When we realize who Christ really is and surrender to him, we have a Christ-centered view about everything—including government. Meditate on what Peter said to a first-century Christian audience living under Roman rule (1Peter 2: 4-17):
As you come to him, a living stone rejected by men but in the sight of God chosen and precious, you yourselves like living stones are being built up as a spiritual house, to be a holy priesthood, to offer spiritual sacrifices acceptable to God through Jesus Christ. For it stands in Scripture: 
    “Behold, I am laying in Zion a stone,       
          a cornerstone chosen and precious,      
     and whoever believes in him will not be put to shame.” 
So the honor is for you who believe, but for those who do not believe, 
     “The stone that the builders rejected          
         has become the cornerstone,” 
    “A stone of stumbling,          
         and a rock of offense.” 
They stumble because they disobey the word, as they were destined to do. 
But you are a chosen race, a royal priesthood, a holy nation, a people for his own possession, that you may proclaim the excellencies of him who called you out of darkness into his marvelous light. Once you were not a people, but now you are God's people; once you had not received mercy, but now you have received mercy. 
Beloved, I urge you as sojourners and exiles to abstain from the passions of the flesh, which wage war against your soul. Keep your conduct among the Gentiles honorable, so that when they speak against you as evildoers, they may see your good deeds and glorify God on the day of visitation. 

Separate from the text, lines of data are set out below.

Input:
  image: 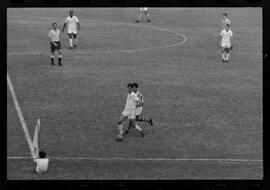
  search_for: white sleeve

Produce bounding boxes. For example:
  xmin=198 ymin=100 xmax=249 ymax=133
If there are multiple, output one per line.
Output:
xmin=49 ymin=30 xmax=52 ymax=38
xmin=220 ymin=30 xmax=223 ymax=36
xmin=132 ymin=93 xmax=140 ymax=102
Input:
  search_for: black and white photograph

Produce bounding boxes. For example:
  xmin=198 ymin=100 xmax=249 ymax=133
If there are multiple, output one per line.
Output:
xmin=6 ymin=7 xmax=264 ymax=180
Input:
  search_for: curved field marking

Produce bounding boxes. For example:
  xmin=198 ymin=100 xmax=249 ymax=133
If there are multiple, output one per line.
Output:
xmin=7 ymin=19 xmax=188 ymax=55
xmin=7 ymin=157 xmax=263 ymax=162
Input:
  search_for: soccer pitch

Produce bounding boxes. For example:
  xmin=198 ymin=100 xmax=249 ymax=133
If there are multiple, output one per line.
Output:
xmin=7 ymin=8 xmax=263 ymax=180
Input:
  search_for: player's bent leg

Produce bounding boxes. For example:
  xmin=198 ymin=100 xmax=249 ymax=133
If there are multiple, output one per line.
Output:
xmin=135 ymin=115 xmax=153 ymax=126
xmin=221 ymin=47 xmax=225 ymax=62
xmin=117 ymin=115 xmax=128 ymax=135
xmin=50 ymin=51 xmax=54 ymax=65
xmin=68 ymin=33 xmax=73 ymax=49
xmin=58 ymin=49 xmax=63 ymax=66
xmin=73 ymin=33 xmax=77 ymax=48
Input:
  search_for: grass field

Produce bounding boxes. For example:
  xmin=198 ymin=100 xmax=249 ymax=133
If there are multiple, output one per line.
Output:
xmin=7 ymin=8 xmax=263 ymax=179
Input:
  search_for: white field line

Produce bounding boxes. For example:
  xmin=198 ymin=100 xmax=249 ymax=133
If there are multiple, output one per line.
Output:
xmin=7 ymin=157 xmax=263 ymax=162
xmin=7 ymin=73 xmax=35 ymax=158
xmin=7 ymin=19 xmax=188 ymax=55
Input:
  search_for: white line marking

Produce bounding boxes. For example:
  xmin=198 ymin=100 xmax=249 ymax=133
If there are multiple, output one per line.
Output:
xmin=7 ymin=73 xmax=35 ymax=158
xmin=7 ymin=157 xmax=263 ymax=162
xmin=7 ymin=19 xmax=188 ymax=55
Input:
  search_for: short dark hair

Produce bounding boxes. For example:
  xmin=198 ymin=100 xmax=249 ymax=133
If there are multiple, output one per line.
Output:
xmin=38 ymin=150 xmax=47 ymax=158
xmin=133 ymin=82 xmax=139 ymax=88
xmin=127 ymin=83 xmax=133 ymax=88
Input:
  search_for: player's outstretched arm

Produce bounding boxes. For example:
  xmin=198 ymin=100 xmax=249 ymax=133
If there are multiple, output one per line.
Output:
xmin=62 ymin=23 xmax=67 ymax=32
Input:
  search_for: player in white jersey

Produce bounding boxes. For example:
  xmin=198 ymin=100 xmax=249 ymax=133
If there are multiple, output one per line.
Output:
xmin=124 ymin=82 xmax=153 ymax=134
xmin=135 ymin=7 xmax=151 ymax=22
xmin=34 ymin=151 xmax=49 ymax=174
xmin=117 ymin=84 xmax=143 ymax=137
xmin=62 ymin=10 xmax=80 ymax=49
xmin=222 ymin=13 xmax=231 ymax=29
xmin=49 ymin=22 xmax=63 ymax=66
xmin=220 ymin=24 xmax=233 ymax=62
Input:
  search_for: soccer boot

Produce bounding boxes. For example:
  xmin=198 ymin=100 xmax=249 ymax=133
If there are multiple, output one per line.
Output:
xmin=149 ymin=119 xmax=154 ymax=127
xmin=140 ymin=130 xmax=144 ymax=137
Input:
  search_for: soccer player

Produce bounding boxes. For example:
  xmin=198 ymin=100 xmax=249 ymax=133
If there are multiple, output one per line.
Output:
xmin=133 ymin=83 xmax=153 ymax=126
xmin=49 ymin=22 xmax=63 ymax=66
xmin=135 ymin=7 xmax=151 ymax=23
xmin=220 ymin=24 xmax=233 ymax=62
xmin=124 ymin=82 xmax=153 ymax=136
xmin=117 ymin=84 xmax=143 ymax=137
xmin=222 ymin=13 xmax=231 ymax=29
xmin=34 ymin=151 xmax=49 ymax=174
xmin=62 ymin=10 xmax=80 ymax=49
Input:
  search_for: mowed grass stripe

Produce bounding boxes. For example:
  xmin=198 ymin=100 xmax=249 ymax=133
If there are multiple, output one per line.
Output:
xmin=7 ymin=157 xmax=263 ymax=162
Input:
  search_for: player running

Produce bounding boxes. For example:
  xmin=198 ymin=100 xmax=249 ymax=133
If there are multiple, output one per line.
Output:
xmin=62 ymin=10 xmax=80 ymax=49
xmin=117 ymin=84 xmax=144 ymax=137
xmin=222 ymin=13 xmax=231 ymax=29
xmin=49 ymin=22 xmax=63 ymax=66
xmin=135 ymin=7 xmax=151 ymax=23
xmin=124 ymin=83 xmax=153 ymax=134
xmin=220 ymin=24 xmax=233 ymax=62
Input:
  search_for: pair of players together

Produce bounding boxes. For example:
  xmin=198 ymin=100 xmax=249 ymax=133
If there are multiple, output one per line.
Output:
xmin=49 ymin=10 xmax=80 ymax=66
xmin=117 ymin=83 xmax=153 ymax=140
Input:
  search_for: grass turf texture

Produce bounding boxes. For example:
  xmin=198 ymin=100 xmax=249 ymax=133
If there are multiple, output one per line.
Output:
xmin=7 ymin=8 xmax=263 ymax=179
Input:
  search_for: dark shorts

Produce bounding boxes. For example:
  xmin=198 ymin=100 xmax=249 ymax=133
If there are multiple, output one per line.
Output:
xmin=50 ymin=42 xmax=61 ymax=52
xmin=68 ymin=33 xmax=77 ymax=38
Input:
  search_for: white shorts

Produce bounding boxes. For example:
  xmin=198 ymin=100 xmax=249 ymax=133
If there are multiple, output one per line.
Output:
xmin=68 ymin=29 xmax=77 ymax=34
xmin=122 ymin=110 xmax=136 ymax=119
xmin=136 ymin=107 xmax=142 ymax=115
xmin=221 ymin=42 xmax=231 ymax=48
xmin=140 ymin=7 xmax=148 ymax=12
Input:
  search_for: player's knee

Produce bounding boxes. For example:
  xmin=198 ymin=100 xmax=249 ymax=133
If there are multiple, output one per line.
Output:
xmin=129 ymin=119 xmax=135 ymax=128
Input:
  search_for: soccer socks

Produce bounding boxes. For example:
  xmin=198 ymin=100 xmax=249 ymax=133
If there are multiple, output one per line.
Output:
xmin=73 ymin=38 xmax=77 ymax=47
xmin=50 ymin=55 xmax=54 ymax=65
xmin=69 ymin=38 xmax=73 ymax=47
xmin=137 ymin=117 xmax=150 ymax=123
xmin=135 ymin=124 xmax=142 ymax=131
xmin=226 ymin=53 xmax=230 ymax=61
xmin=222 ymin=52 xmax=226 ymax=60
xmin=118 ymin=124 xmax=124 ymax=135
xmin=58 ymin=55 xmax=63 ymax=66
xmin=135 ymin=124 xmax=144 ymax=137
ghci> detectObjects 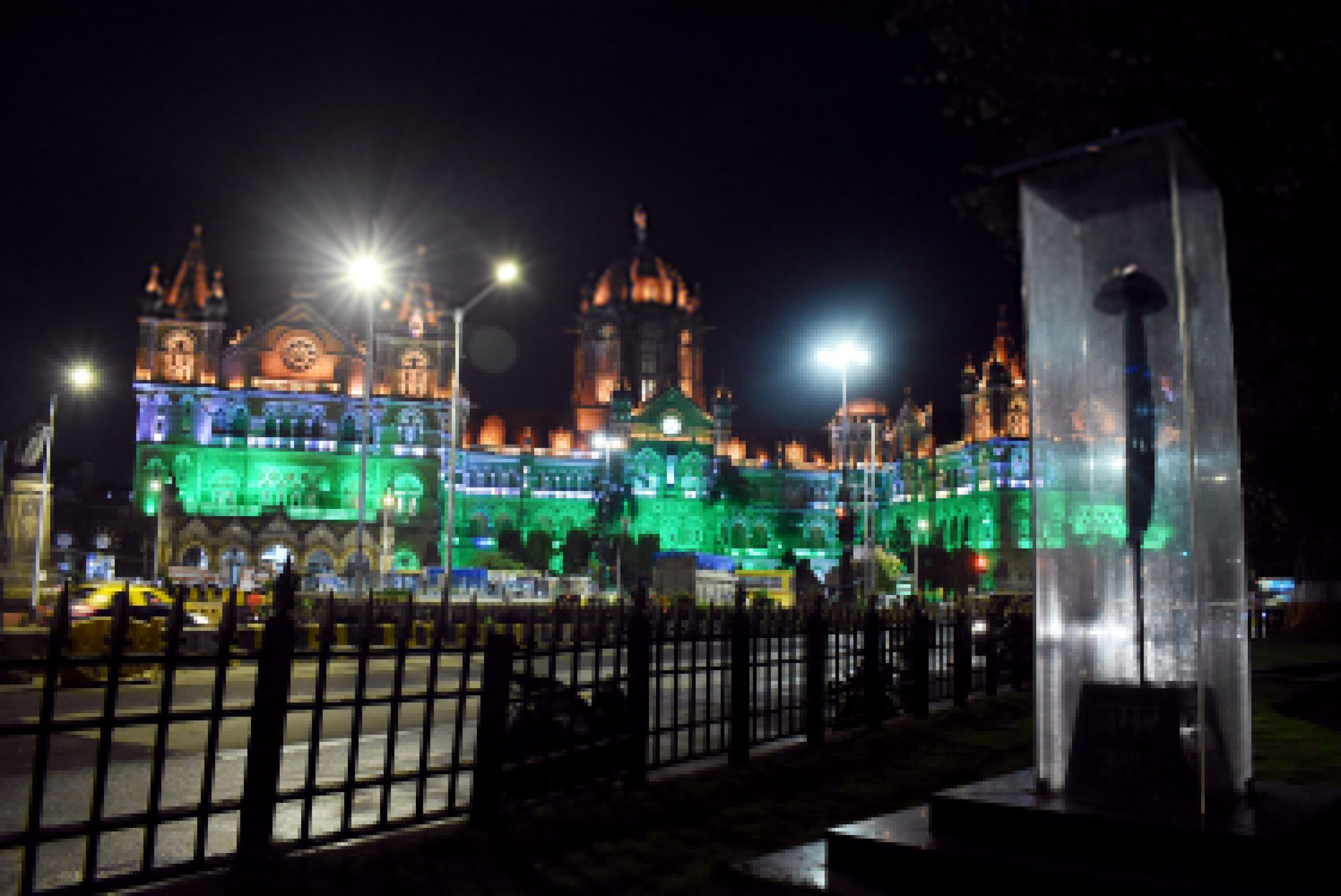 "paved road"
[0,640,965,891]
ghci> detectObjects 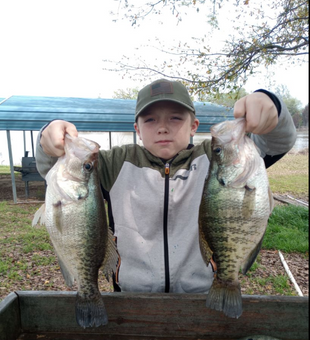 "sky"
[0,0,309,105]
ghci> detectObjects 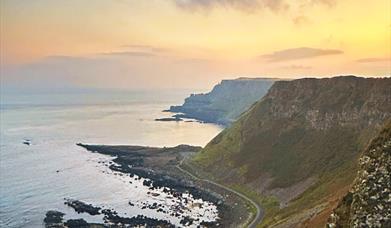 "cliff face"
[191,77,391,226]
[170,78,274,125]
[327,120,391,228]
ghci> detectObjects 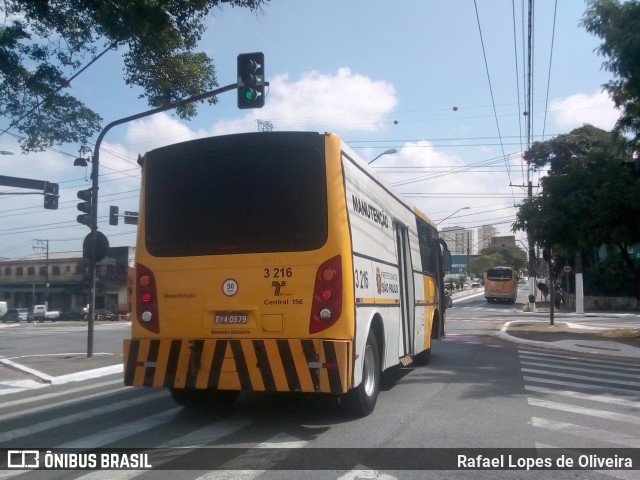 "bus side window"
[416,217,438,275]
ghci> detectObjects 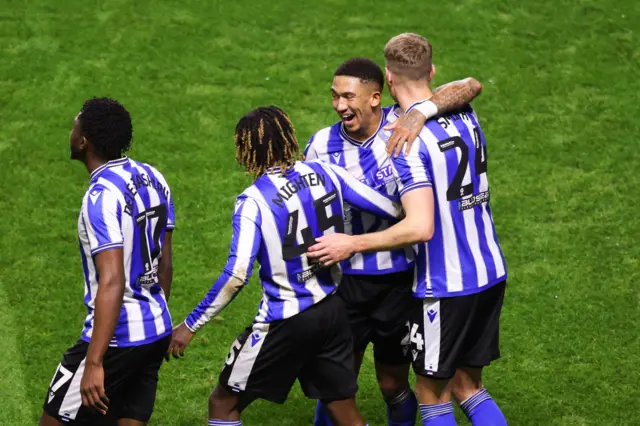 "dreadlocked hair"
[78,98,133,161]
[235,105,300,178]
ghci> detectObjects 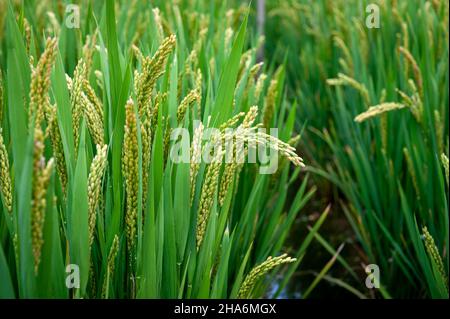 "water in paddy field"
[267,180,367,299]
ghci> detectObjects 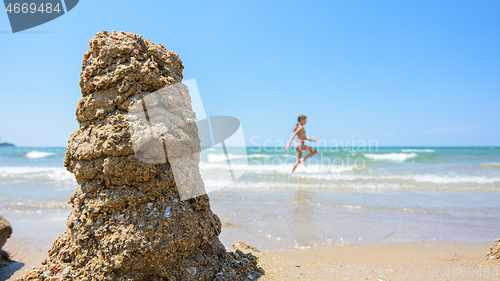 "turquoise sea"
[0,147,500,249]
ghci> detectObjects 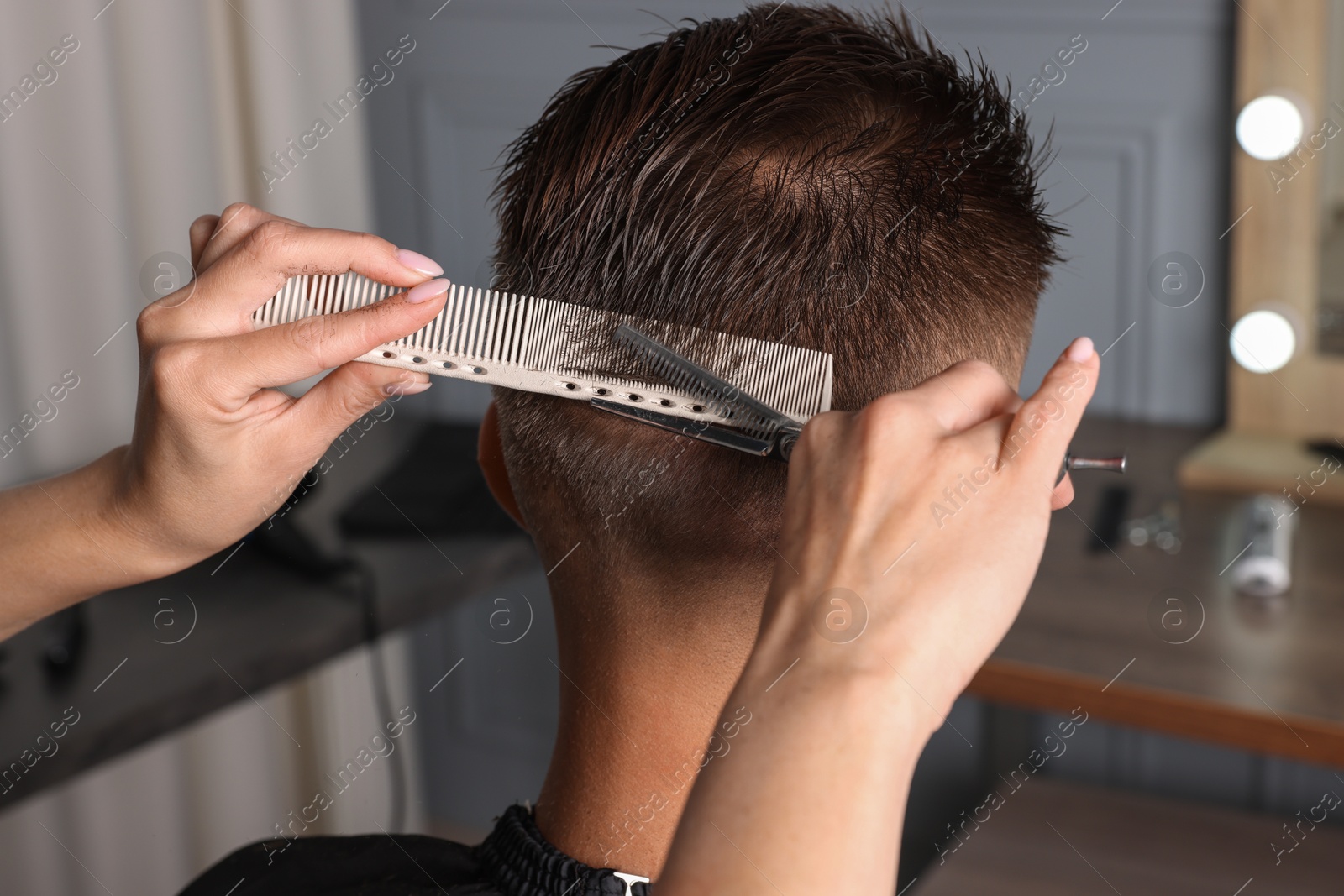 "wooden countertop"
[910,778,1344,896]
[969,419,1344,767]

Be subject for the Lord's sake to every human institution, whether it be to the emperor as supreme, or to governors as sent by him to punish those who do evil and to praise those who do good. For this is the will of God, that by doing good you should put to silence the ignorance of foolish people. Live as people who are free, not using your freedom as a cover-up for evil, but living as servants of God. Honor everyone. Love the brotherhood. Fear God. Honor the emperor.
As believers, we are "sojourners and exiles" as we live in this world. Our first allegiance is Christ and our home is heaven. When we keep this firmly in mind, we are better, involved citizens of our country and we make this world better!